Virtualization: now what?

[Posted May 22, 2006 by corbet]

Serge Hallyn recently posted a new version of the UTS namespaces patch. This code, a small part of the "lightweight virtualization" or "containers" concept, allows various bits of system naming information (the stuff which can be seen with uname, essentially) to differ between sets of processes on the same system. It may not seem like a big thing, but, as a piece of container technology which has received the approval of several projects working in this area, it gives a hint of how the larger problem might be solved.

Andrew Morton responded with a note praising the way the work has been done, but asking a fundamental question:

Generally, I think that the whole approach of virtualising the OS so it can run multiple independent instances of userspace is a good one. It's an extension and a strengthening of things which Linux is already doing and it pushes further along a path we've been taking for many years. If done right, it's even possible that each of these featurettes could improve the kernel in its own right - better layering, separation, etc. [...]

All of which begs the question "now what?".

The worry is that the kernel developers could merge a large amount of non-trivial code, make a number of internal kernel interfaces more complicated, and still not have an end result that is useful to the containers community. The fact that the developers working in this area were able to agree on a patch for UTS namespaces is encouraging, but it is not a guarantee that consensus will be reached on the more complicated changes. The possibility of an intractable disagreement derailing the whole process partway through is a real one.

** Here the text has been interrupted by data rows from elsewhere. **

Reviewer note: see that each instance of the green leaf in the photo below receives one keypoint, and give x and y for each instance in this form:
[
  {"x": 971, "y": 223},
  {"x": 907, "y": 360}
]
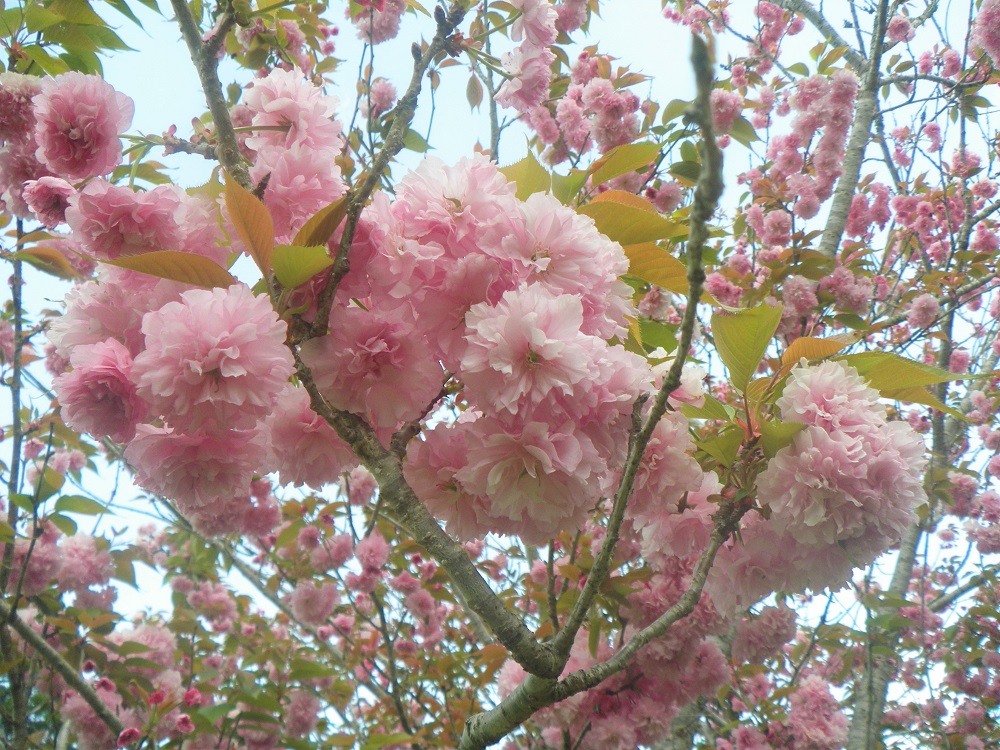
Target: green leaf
[
  {"x": 80, "y": 504},
  {"x": 622, "y": 160},
  {"x": 654, "y": 265},
  {"x": 294, "y": 266},
  {"x": 24, "y": 502},
  {"x": 743, "y": 131},
  {"x": 252, "y": 221},
  {"x": 415, "y": 142},
  {"x": 725, "y": 447},
  {"x": 528, "y": 176},
  {"x": 48, "y": 484},
  {"x": 812, "y": 348},
  {"x": 122, "y": 7},
  {"x": 187, "y": 268},
  {"x": 566, "y": 188},
  {"x": 38, "y": 18},
  {"x": 742, "y": 338},
  {"x": 776, "y": 435},
  {"x": 381, "y": 740},
  {"x": 629, "y": 219},
  {"x": 657, "y": 335},
  {"x": 886, "y": 372},
  {"x": 64, "y": 523},
  {"x": 49, "y": 64},
  {"x": 474, "y": 92},
  {"x": 76, "y": 11},
  {"x": 51, "y": 261},
  {"x": 216, "y": 712},
  {"x": 711, "y": 409},
  {"x": 320, "y": 228}
]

On the other hand, keeping all of the container code out of the kernel until it is reasonably complete has its own costs. Some of the container changes look to be relatively large and intrusive. Maintaining them all out of the tree would not be a great deal of fun. Neither would merging the whole mess at some future point when enough developers can agree that they are "done."

There are a number of features needed by the projects concerned with virtualization and containers. They include:

The UTS namespace patch mentioned above.
PID virtualization, isolating each group of processes on the system from each other, and allowing process IDs to be reused between containers.
Namespaces for SYSV interprocess communication primitives (semaphores, shared memory, and message queues).
Time virtualization, so that each container can have its own idea of what time it is.
Virtualization of user and group ID values.
Network namespaces, intended to give each container a specific set of network interfaces to which it has access. When used in conjunction with IP aliases, this feature can set up a separate IP address for each container and keep containers from accessing each others' traffic.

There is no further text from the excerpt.